09/06/13 23:05:51 GEiDhvuZ
とらドラif『あるいは、裏方な二人』
「北村君ちょっといいかな」
ソフトボールの練習後、グランドの整備が終わったころを見計らい、櫛枝みのりは北村祐作を呼び出した。
「ああ、別にかまわんぞ」
普段の櫛枝からはあまり見られない、笑いを隠した真剣そのものの表情に、北村は多少声を落としながら答えた。
残っていた生徒と別れを告げて、櫛枝と連れ添い人気の少ない体育館の裏側までやってきた。
何のために呼び出されたのか検討は付かないし、一年以上部活の関係で顔をあわせているが、こんな様子の櫛枝を見たのは初めてだった。

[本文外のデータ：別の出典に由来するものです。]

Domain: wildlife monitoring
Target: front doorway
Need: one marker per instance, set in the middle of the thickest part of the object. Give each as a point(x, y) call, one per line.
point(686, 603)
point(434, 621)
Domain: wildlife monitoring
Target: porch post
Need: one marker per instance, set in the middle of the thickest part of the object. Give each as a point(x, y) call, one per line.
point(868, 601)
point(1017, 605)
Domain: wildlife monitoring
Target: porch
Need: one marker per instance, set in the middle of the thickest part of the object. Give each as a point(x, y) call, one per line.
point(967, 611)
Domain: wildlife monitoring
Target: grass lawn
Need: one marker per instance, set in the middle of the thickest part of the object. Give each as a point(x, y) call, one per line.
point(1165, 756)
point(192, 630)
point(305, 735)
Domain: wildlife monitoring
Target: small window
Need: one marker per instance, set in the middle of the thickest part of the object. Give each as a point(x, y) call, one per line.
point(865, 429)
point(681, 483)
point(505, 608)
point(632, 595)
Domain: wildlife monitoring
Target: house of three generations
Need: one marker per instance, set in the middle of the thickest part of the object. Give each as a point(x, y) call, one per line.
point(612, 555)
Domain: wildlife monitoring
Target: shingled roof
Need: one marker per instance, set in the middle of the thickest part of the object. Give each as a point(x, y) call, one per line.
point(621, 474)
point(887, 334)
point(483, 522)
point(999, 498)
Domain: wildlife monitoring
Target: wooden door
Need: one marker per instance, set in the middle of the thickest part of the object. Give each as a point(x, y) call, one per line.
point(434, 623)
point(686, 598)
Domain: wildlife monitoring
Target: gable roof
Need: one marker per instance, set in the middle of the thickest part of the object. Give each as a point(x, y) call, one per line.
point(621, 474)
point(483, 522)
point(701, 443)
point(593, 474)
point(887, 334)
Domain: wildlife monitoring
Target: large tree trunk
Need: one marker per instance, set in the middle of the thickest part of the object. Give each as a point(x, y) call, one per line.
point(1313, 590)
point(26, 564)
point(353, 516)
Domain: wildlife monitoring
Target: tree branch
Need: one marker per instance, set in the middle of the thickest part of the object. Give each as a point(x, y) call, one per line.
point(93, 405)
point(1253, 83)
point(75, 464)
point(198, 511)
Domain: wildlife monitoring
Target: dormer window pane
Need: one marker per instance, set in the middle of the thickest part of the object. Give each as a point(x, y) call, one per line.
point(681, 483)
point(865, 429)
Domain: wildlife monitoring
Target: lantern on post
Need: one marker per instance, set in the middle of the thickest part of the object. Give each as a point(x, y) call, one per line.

何かを言い出そうとしているが、それを口にするのをためらうように、若干考えるそぶりを見せた後、思いを打ち明けた。
「大河と高須君がツーショットなのッ!!」
前後の会話がぶっ飛んだ内容に、さすがの北村も一呼吸の間脳の活動が停止、再起動まで3、2、1、
「そっ、そうなのか。それは知らなかった。最近何かと一緒にいると思ったらそういうことだったのか」
「毎日気づいていないと思っているのかな? 大河達毎日一緒に登校してる。私はいっつもお邪魔虫。いつ打ち明けてくれるのかなってずっと待ていた……しかしッ!! いつまでたっても打ち明けてくれない」
地面の上でごろんごろんと転がる櫛枝、すでに土ぼこりで汚れていたユニフォームが、いっそう焦げちゃに、染め上がっていく。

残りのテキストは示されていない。